Today I had them all setup and went and killed my AppPool on my application, knowing this would cause my health-check endpoint to return 503 and various alarm bells would start ringing. I wanted to check the alarm bells. All 3 services above were set to ping my URL every 5 mins. I expected emails within 5 mins of killing the AppPool. Here’s what happened:
Azure VM management:
Within 5 minutes I had an email in my Inbox from the Management Services part of Azure alerting me that things were toast. This kind of monitoring works on a different basis. It sends one email to say your endpoint is down. It will keep retrying as per the normal cycle (5 mins in my case) – and if it failed 100 more times, I get no more emails. But then when the problem is resolved I will get one more email saying its been ‘resolved’. I quite like this, its not too spammy, but it does rely on you taking that first email seriously and not missing it.
Within 5 minutes, this service had also emailed me telling me the endpoint was not returning valid success codes. Unlike the Azure example, it sends me an email every 5 minutes. I haven’t re-enabled my AppPool so as of writing this blog, it has emailed me 10 times. And it has now emailed me again saying its disabling the CronJob. This is all OK, but does mean I have to manually remember to re-enable my job after I’ve fixed the problem. Personally I prefer the Azure approach above – but I’m splitting hairs in a way, I could live with either.
This one is strange, the jobs are failing for sure as expected (see below). Azure has this concept that the job can error, but only after it errors 5 times does it record that as a fault.

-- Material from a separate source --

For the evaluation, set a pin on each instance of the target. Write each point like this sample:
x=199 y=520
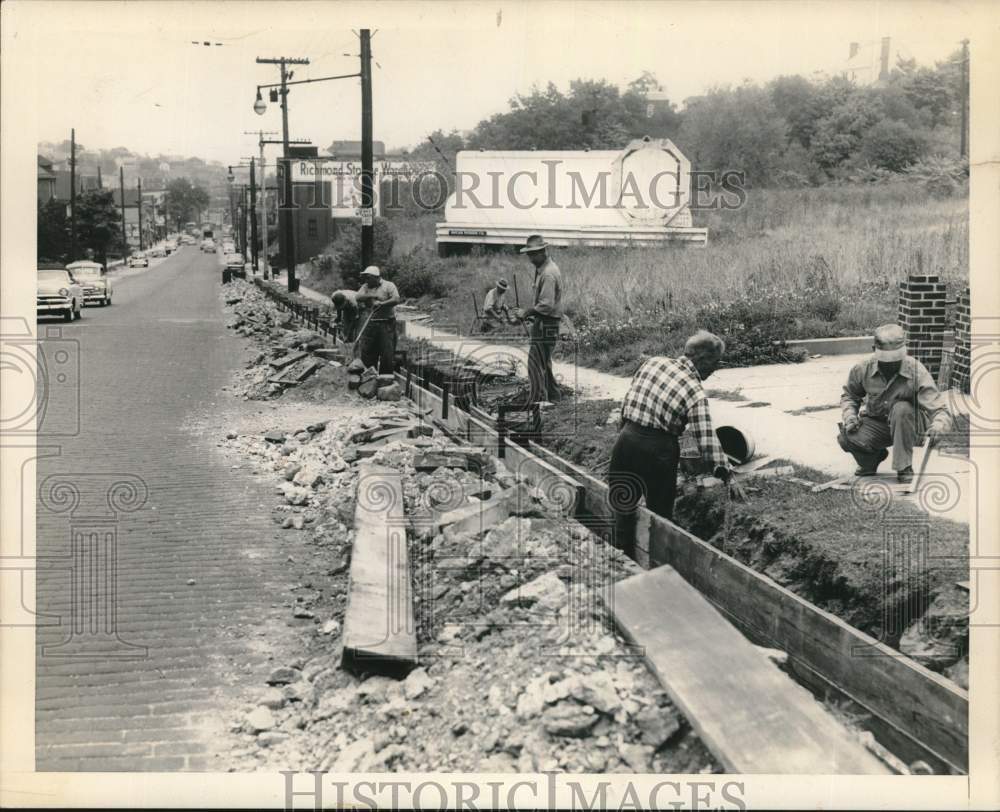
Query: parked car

You can see below the log of the failing job. The ‘Retry’ is the column going from 0->4 and resetting.
The dashboard view shows similar and seems to confirm that 5 failed responses in a row is a Fault (9 faults for 50 errors).

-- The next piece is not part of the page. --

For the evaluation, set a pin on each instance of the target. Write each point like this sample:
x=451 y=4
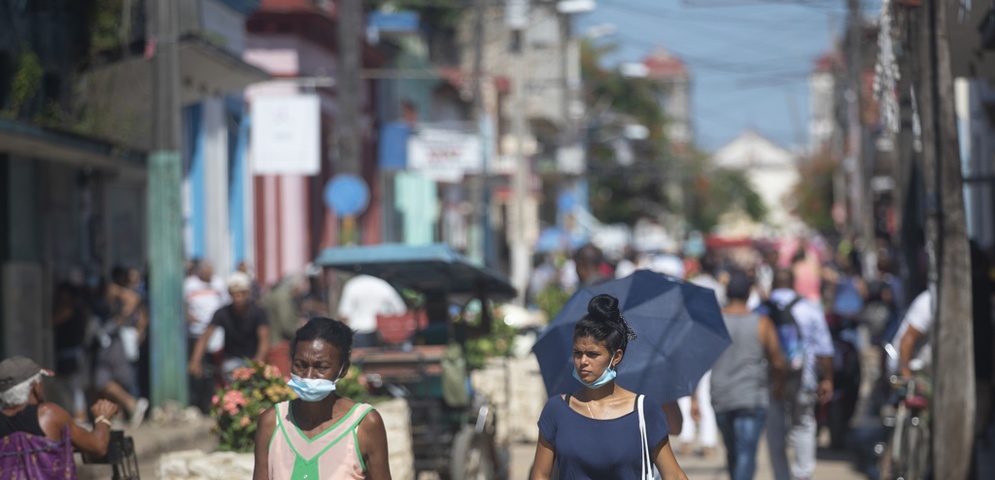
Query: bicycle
x=907 y=453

This is all good, and you can see that QA1 job has had 50 failures and 9 faults, yet I didn’t get a single email alert warning me about this. I can’t find anywhere in the scheduler to configure this – whereas the VM Endpoint monitoring and alerting had options to email the Service owner or an alternate address. So I’m a bit confused.
Scheduler is still in Preview and there are a few other things on the portal that are weird – so I presume it will all be ironed out over time.
At this stage SetCronJob.com is probably leading the pack in terms of simplicity, and that its $10/year for 3000 jobs executed every day.
Azure Scheduler might win later (at $10/month) if you need mission critical and fault tolerant job scheduling. As per normal Azure offerings, your jobs are geo-replicated, so they will just keep working from a different data centre if something goes wrong. That kind of fault tolerance high availability could be critical in production environments.